С равнодушным любопытством я разглядывала собственное безжизненное тело на раскладушке. Вот оно зашевелилось, село, приподнялось, открыло очумелые с перепоя глаза, облизнуло пересохшие губы и вдруг замерло, тревожно прислушиваясь и вглядываясь в темноту. И действительно, будто вошел кто-то невидимый. Холодный сквозняк прошел через комнату, шевельнул занавесками. Пахнуло навозом… Это был Ее запах, я узнала его.
Тишина была абсолютной, но я знала, что все другие проснулись одновременно со мной и теперь лежат в темноте, затаив дыхание. Еще я знала, что мне надлежит зажечь свет, но именно этого мне сделать не дадут, потому что мне не суждено этого сделать. И все-таки какая-то сила подняла меня с раскладушки и погнала к выключателю. Вытянув вперед руки, я двигалась совершенно бесшумно. Я знала, что одновременно со мной в отдаленном конце комнаты поднялся на ноги мой будущий убийца. Мы вместе тихо пересекали небольшое пространство комнаты, оба двигались по направлению к выключателю, только цели наши были прямо противоположны: мне во что бы то ни стало надо было зажечь свет — он должен был помешать мне это сделать. Мы оба двигались, как сомнамбулы, в полусне, подчиняясь какой-то чужой воле, наваждению, злому року. Я ручаюсь, что мы оба уже знали свою роль, участь, судьбу. Ему суждено было стать убийцей, мне — жертвой. Я всегда была жертвой в этом мире, но вот он убийцей никогда не был. На какой-то миг мне стало его жалко, потому что я и моя злая судьба спровоцировали это убийство, а он был всего лишь случайно подвернувшимся под руку слепым орудием казни. Но, приближаясь к выключателю, я уже ненавидела его смертельной, лютой ненавистью. И когда наши руки встретились на выключателе и он навалился на меня сзади всей тяжестью и опрокинул на пол, я уже не была человеком, я была яростным зверем, готовым сражаться за свою жизнь до последнего вздоха… Я с трудом сдерживала в горле крик боли и ярости, потому что уже знала, что крик этот будет последним…
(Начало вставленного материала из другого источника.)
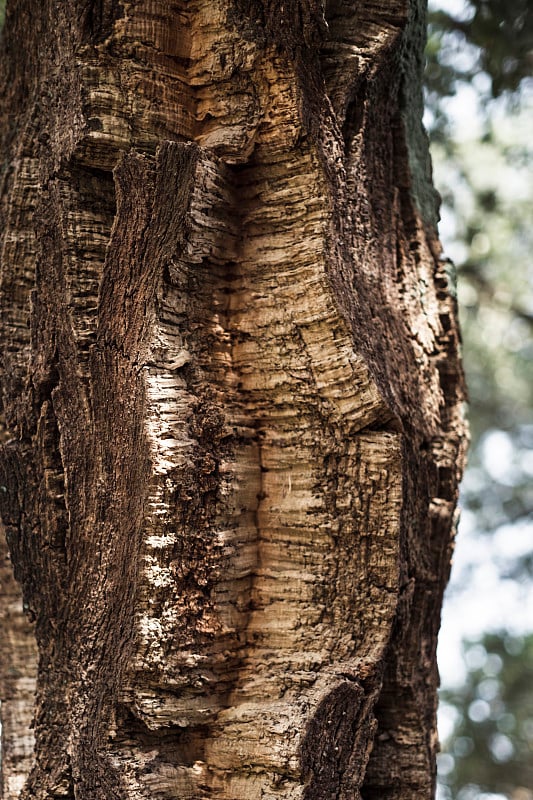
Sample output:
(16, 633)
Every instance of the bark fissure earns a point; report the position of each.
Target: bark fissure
(236, 408)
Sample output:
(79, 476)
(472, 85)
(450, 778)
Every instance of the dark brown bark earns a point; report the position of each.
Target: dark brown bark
(233, 400)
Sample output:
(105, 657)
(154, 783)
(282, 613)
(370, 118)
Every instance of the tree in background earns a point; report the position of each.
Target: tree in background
(233, 401)
(482, 51)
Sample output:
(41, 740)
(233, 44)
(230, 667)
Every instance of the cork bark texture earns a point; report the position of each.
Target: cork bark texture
(232, 402)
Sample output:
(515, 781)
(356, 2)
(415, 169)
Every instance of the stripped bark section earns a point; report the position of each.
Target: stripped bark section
(236, 430)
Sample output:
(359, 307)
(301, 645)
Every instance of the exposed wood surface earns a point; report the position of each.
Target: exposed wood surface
(233, 401)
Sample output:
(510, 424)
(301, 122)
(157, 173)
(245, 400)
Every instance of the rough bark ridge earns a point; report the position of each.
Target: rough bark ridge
(233, 401)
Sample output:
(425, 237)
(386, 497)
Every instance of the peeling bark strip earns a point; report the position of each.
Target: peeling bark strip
(232, 398)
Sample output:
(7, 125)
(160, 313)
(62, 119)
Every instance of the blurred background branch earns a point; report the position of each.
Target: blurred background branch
(479, 101)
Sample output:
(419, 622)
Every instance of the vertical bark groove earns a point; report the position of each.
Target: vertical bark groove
(231, 382)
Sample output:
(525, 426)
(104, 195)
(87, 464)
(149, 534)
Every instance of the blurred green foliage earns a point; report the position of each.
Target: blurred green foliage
(480, 116)
(492, 712)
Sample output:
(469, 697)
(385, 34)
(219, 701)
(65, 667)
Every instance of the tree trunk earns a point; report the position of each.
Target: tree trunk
(232, 398)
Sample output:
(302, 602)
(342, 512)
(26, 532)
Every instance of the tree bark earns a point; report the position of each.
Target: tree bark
(232, 397)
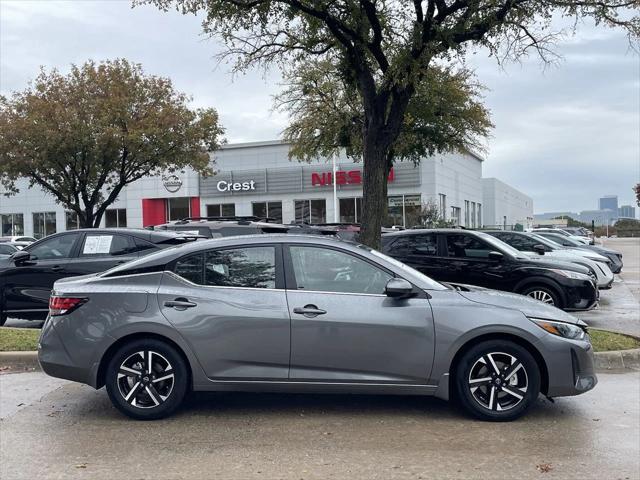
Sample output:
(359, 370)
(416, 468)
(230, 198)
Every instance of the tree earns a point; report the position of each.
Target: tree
(84, 136)
(386, 47)
(445, 114)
Мы долго, молча сражались на грязном полу. Наши движения уже потеряли свою яростную силу, стали замедленными, вялыми, как во сне, в дурном кошмаре… Мне, наблюдающей это сражение со стороны, уже надоело созерцать его, и я нетерпеливо матюгнулась, чтобы меня поскорей выключили…
И тут произошло нечто до того кошмарное, что до сих пор я отказываюсь принять и понять эту метаморфозу. Меня не выключили, как бывало. Я сама и мое изображение внезапно слились в единое целое. И я поняла, мне дано было понять, что мой Страшный Суд завершен. Мне вынесен приговор, и мое дальнейшее существование предопределено: реальность этой жуткой, грязной комнаты навсегда впредь будет моей единственной реальностью.